There had been good reason to believe the two presidents could clash Tuesday, experts said. Petro has taken on Trump on everything from deportations to the U.S. military’s boat strikes against what the Trump administration has said are drug traffickers.


U.S. officials revoked Petro’s visa last fall and imposed sanctions on him, along with members of his family and his government. The U.S. government issued Petro a short-term visa for this week’s trip to the capital.


In an interview with a Colombian radio station after the meeting, Petro rated it a “9” on a scale of 1 to 10 and said “not even a second” had been spent discussing the sanctions or his visa issues.

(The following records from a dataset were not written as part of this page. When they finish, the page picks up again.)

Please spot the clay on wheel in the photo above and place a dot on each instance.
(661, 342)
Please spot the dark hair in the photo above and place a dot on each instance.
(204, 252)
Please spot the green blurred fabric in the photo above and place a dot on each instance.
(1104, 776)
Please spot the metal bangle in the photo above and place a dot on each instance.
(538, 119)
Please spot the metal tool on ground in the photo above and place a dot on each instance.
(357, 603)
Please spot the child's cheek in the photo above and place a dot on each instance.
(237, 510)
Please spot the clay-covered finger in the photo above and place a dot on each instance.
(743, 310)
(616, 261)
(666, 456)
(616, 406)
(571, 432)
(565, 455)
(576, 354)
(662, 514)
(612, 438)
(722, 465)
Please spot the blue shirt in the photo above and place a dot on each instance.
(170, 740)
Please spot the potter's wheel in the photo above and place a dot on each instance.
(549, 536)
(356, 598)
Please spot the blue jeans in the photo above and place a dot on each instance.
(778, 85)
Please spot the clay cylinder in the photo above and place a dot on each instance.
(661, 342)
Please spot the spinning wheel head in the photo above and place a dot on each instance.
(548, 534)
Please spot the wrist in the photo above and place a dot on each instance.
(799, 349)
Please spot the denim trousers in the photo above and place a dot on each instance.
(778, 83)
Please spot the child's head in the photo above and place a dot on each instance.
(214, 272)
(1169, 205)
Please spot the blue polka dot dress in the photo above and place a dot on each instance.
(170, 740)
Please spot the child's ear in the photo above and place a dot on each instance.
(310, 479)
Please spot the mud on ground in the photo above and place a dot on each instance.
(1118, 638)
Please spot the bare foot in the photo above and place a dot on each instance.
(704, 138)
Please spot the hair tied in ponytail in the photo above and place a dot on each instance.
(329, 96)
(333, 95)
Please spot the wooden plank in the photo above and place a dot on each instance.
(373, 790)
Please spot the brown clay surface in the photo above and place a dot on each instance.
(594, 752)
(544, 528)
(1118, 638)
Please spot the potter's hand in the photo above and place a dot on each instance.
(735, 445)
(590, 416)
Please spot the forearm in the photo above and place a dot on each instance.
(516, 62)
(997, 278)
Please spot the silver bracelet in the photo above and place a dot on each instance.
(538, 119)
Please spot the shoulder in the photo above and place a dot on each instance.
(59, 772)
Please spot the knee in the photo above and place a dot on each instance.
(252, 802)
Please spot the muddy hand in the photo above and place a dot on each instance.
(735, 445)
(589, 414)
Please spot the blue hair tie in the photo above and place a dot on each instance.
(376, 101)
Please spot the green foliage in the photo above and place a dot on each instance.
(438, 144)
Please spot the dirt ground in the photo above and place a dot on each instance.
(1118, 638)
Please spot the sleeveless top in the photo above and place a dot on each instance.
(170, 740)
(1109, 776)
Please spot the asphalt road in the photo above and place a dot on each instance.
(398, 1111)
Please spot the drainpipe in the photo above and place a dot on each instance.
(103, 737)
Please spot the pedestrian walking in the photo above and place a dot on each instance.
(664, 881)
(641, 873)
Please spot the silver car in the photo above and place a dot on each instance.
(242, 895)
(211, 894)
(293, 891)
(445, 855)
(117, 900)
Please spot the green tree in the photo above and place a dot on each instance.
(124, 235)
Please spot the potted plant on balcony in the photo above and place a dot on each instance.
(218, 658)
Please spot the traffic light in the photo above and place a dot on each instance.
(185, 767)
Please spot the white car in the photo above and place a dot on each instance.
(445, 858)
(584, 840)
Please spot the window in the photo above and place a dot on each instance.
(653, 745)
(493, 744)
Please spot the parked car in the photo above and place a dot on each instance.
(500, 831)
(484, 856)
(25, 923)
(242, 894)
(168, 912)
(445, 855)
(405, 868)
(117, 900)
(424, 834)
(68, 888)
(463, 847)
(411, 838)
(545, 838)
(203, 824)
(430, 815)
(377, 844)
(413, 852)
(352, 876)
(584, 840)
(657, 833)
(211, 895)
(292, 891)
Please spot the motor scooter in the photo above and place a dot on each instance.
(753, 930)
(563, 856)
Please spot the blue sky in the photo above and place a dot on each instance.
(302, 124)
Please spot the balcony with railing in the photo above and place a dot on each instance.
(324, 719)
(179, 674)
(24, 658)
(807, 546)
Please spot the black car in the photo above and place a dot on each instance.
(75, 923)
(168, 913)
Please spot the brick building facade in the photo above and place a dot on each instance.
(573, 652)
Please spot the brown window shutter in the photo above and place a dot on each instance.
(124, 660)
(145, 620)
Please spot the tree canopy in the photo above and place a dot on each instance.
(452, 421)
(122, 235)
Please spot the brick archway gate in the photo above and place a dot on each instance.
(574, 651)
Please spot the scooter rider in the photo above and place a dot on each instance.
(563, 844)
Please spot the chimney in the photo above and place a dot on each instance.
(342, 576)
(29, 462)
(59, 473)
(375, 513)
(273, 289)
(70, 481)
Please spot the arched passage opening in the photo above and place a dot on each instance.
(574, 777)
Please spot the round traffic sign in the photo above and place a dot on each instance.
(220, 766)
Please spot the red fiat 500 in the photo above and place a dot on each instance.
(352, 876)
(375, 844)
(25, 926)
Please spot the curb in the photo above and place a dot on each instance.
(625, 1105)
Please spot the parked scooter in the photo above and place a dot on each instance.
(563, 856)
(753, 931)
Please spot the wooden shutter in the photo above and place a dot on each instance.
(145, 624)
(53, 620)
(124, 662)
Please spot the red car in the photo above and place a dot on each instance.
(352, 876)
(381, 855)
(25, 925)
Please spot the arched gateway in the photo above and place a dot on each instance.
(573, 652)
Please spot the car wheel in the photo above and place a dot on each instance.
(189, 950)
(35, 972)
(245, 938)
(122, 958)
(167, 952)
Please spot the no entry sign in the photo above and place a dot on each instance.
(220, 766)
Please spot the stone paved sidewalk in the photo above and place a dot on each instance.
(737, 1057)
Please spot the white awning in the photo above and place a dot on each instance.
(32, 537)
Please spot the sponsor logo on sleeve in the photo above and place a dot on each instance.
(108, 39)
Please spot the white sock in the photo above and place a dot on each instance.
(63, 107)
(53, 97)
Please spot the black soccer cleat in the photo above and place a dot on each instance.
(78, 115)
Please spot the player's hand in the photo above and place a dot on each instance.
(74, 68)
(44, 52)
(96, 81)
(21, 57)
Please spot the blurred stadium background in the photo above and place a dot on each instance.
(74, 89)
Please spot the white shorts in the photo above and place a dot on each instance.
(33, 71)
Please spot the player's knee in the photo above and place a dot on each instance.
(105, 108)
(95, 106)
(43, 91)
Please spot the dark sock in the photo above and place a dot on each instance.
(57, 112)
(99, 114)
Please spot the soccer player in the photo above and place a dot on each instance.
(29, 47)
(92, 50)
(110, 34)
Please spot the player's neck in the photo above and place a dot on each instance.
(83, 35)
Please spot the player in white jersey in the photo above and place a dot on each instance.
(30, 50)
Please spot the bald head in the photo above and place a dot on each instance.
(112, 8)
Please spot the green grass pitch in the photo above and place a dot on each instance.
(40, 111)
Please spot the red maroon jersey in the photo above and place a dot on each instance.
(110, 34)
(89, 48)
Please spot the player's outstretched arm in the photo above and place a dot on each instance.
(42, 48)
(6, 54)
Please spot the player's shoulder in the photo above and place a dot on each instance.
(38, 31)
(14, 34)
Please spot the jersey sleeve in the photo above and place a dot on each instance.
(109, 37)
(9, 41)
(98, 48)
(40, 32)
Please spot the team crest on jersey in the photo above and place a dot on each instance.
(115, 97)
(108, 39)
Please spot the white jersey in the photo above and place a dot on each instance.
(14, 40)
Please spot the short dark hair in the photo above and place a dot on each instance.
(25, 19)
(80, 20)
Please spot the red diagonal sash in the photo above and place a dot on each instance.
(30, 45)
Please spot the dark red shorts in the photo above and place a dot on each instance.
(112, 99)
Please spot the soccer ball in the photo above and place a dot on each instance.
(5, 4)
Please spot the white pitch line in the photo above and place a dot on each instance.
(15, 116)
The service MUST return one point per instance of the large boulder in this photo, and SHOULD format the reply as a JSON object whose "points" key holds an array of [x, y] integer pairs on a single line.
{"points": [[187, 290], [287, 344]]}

After the meeting, Trump said that in addition to counternarcotics, the two were “working on some other things too, including sanctions.”


It was an unexpected turnaround from the state of affairs just a month ago.


After the U.S. military raid in Venezuela that ousted Venezuela’s president, Nicolás Maduro, Trump suggested that Colombia could be the next country he would target.


But the two leaders had an amicable phone call a few days later, arranged by Colombia’s ambassador Daniel García-Peña with the help of Sen. Rand Paul, R-Ky., and Trump announced that Petro would be visiting Washington.


On Monday, Trump implied that by removing Maduro, he had cowed Petro into behaving — and taking a more aggressive approach toward armed drug-trafficking groups.


“Somehow, after the Venezuelan raid, he became very nice; he changed his attitude very much,” Trump said of Petro during a question-and-answer session in the Oval Office on Monday.


“We’re going to be talking about drugs,” he said, “because tremendous amounts of drugs come out of his country.”


It was not clear exactly what concrete agreements, if any, had been reached between Trump and Petro.


It is customary for visiting leaders to bring gifts to the White House, and Petro reportedly gave Trump chocolate and coffee made through efforts to supplant the farming of coca — the base ingredient for cocaine — with other products.


On Tuesday, the Colombian government also extradited to the United States an accused high-ranking leader of an organized crime group.


Despite all the rancor on social media over the past year, ultimately “it wasn’t in the interest of the U.S. to be in conflict with its most strategic ally on narcotrafficking,” said Gimena Sánchez, a Colombian human rights activist at the Washington Office on Latin America.


“No matter who has been in charge of both countries,” she said, “that codependency has always been understood.”


Petro, who upon leaving the White House was spotted carrying a red MAGA hat, said that he added an S to the cap that Trump gifted him, converting his counterpart’s well-known slogan into his own: “Make Americas Great Again.”